Intuitive Machines, a Houston-based space technology start-up that builds spacecraft to land on the moon, announced Friday that it would go public through a merger with a blank check company, Inflection Point Acquisition Corp becomes. The deal, which values the space technology provider at more than $1 billion, will allow the startup to expand its services in the lunar environment.
9-year-old Intuitive and her lunar payload delivery services are one of NASA’s contractors selected by the space agency for three lunar missions to send the first American spacecraft to the lunar surface since the Apollo program.
As part of the transaction, Intuitive Machines will partner with a special purpose acquisition company (SPAC) called Inflection Point Acquisition Corp. merge. The transaction is expected to close in about four months with the new company called Intuitive Machine. The combined company will trade on the NASDAQ exchange under the symbol LUNR.
In a statement, Intuitive Machines co-founder and CEO Steve Altemus said the company will raise between $100 million and $400 million in new capital through the public offering. Post-merger, the combined company will have an enterprise value of nearly $815 million, the two companies said in a statement.
“Intuitive Machines is at the forefront of commercializing cislunar space,” Altemus said in an interview with Ars. “When we thought about expanding our lead and moving infrastructure around cislunar space, it was time to raise capital . That really gives the financial means to take the next steps.”
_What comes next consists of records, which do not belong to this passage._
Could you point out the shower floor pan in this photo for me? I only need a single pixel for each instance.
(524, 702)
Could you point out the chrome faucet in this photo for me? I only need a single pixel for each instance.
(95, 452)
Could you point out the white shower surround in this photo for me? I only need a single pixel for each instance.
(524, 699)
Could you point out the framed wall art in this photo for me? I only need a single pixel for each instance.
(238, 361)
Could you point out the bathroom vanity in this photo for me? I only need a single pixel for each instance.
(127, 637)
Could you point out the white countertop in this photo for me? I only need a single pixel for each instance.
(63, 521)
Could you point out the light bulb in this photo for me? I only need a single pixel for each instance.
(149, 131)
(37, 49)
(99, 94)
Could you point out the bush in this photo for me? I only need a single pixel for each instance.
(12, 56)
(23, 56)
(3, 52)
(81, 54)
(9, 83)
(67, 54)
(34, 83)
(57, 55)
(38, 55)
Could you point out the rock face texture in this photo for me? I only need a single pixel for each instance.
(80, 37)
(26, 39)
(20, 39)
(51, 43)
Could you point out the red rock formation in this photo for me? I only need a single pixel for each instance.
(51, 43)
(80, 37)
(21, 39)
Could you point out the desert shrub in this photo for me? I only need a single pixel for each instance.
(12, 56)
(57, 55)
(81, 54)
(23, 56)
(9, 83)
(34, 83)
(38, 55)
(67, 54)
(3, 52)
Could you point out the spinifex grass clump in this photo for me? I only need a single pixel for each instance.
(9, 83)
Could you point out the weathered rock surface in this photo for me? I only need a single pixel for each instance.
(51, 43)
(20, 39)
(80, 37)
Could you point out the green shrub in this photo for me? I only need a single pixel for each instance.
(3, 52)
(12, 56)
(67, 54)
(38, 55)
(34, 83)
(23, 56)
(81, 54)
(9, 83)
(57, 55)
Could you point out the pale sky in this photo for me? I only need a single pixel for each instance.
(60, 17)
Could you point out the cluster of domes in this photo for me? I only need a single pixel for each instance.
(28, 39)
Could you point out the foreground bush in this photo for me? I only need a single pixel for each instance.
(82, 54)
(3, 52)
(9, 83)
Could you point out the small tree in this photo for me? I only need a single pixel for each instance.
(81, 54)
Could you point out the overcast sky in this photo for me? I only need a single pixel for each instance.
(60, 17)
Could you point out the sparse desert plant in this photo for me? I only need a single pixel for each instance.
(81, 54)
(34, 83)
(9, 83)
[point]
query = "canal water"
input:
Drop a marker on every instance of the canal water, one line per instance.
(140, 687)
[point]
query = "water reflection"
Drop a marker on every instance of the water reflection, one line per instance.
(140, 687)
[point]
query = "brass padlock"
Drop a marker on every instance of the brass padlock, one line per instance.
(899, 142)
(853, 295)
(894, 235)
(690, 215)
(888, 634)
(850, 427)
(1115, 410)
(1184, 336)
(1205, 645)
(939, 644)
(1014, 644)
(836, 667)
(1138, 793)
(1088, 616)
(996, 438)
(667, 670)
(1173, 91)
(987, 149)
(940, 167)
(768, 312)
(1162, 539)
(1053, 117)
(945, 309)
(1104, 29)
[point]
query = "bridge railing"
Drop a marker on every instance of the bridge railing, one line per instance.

Sometimes referred to as a blank check company, SPAC is a shell company that has no operations but plans to go public with the intent to acquire or merge with a company that will use the proceeds from the SPAC IPOs uses.
SPACs account for 60 of the 90 US initial public offerings (IPOs) so far this year, according to data from SPAC analytics firm SPACAnalytics.com. The De-SPAC index, which tracks some of these companies, is down over 50% so far this year.
The recent merger also comes at a challenging time for the US SPAC market as regulatory scrutiny is tightened and investor repayments are high.